Oft wird über Inflation diskutiert. Und wenn die Zentralbanken neues Geld schöpfen, so müsste dies eigentlich inflationsfördernd wirken. Die massiven Kursanstiege an den Weltbörsen, nach der Ankündigung, dass gleich mehrere Zentralbanken das Geldvolumen anheben, verweist in genau diese Richtung. Allerdings möchte ich an dieser Stelle bemerken, dass Preissteigerungen und Geldentwertung nicht immer parallel laufen. Ein im August erschienener Artikel erklärt dies ausführlicher. Und was die wahren Entscheidungsträger für die Zukunft planen, ist nur sehr schwer abzusehen.

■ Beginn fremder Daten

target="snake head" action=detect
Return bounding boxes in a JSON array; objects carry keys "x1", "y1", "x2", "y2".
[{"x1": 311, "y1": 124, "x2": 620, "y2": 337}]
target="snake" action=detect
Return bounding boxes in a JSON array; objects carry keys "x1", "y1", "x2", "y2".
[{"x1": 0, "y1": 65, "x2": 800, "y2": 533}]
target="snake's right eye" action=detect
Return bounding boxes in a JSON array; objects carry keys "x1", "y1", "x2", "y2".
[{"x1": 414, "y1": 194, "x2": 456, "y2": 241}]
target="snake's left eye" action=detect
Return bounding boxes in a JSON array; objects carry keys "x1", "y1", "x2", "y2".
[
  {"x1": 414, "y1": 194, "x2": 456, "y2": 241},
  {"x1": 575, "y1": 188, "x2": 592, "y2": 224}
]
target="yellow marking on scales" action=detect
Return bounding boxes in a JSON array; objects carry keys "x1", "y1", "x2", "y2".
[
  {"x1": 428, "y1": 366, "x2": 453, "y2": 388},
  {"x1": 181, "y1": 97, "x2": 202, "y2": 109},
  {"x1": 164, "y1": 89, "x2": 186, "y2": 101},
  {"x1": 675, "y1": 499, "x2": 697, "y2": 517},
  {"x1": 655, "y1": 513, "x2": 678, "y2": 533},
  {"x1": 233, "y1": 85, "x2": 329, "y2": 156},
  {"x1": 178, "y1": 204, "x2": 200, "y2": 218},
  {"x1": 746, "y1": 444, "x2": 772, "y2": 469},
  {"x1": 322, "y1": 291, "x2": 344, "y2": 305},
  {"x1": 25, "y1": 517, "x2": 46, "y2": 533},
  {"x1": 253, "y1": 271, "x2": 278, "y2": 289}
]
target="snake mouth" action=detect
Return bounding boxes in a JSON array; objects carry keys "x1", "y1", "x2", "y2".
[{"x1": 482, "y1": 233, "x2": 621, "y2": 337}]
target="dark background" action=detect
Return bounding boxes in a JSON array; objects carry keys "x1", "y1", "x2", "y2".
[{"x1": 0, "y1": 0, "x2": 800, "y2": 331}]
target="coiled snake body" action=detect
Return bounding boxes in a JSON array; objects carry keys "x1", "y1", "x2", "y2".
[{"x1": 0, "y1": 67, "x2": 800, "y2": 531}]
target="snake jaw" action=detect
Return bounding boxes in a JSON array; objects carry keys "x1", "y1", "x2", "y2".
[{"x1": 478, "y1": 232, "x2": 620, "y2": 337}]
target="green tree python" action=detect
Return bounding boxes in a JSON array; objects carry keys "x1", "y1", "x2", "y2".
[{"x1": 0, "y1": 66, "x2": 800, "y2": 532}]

Im täglichen Leben dreht sich alles um Geld. Schon als Kinder haben wir gelernt, einen Notgroschen zur Seite zu legen. Sparsamkeit gilt als Tugend. Und während risikofreudige Anleger, die ihre Reserven vor Jahrzehnten in Aktien investierten, ihr Vermögen vervielfachten, wurde der gemeine Sparer durch Zinsen entschädigt, die kaum die Geldentwertung abgelten.

Befassen wir uns mit der Frage, was wirklich über Wert verfügt. Ist eine Unze Gold wertvoll genug, dass ich fast ein durchschnittliches Monatseinkommen dafür bezahlen würde? Vor gar nicht so langer Zeit gab es die gleiche Münze noch um 300 Euro. Könnte es sein, dass der Goldpreis schon bei weitem überhöht ist?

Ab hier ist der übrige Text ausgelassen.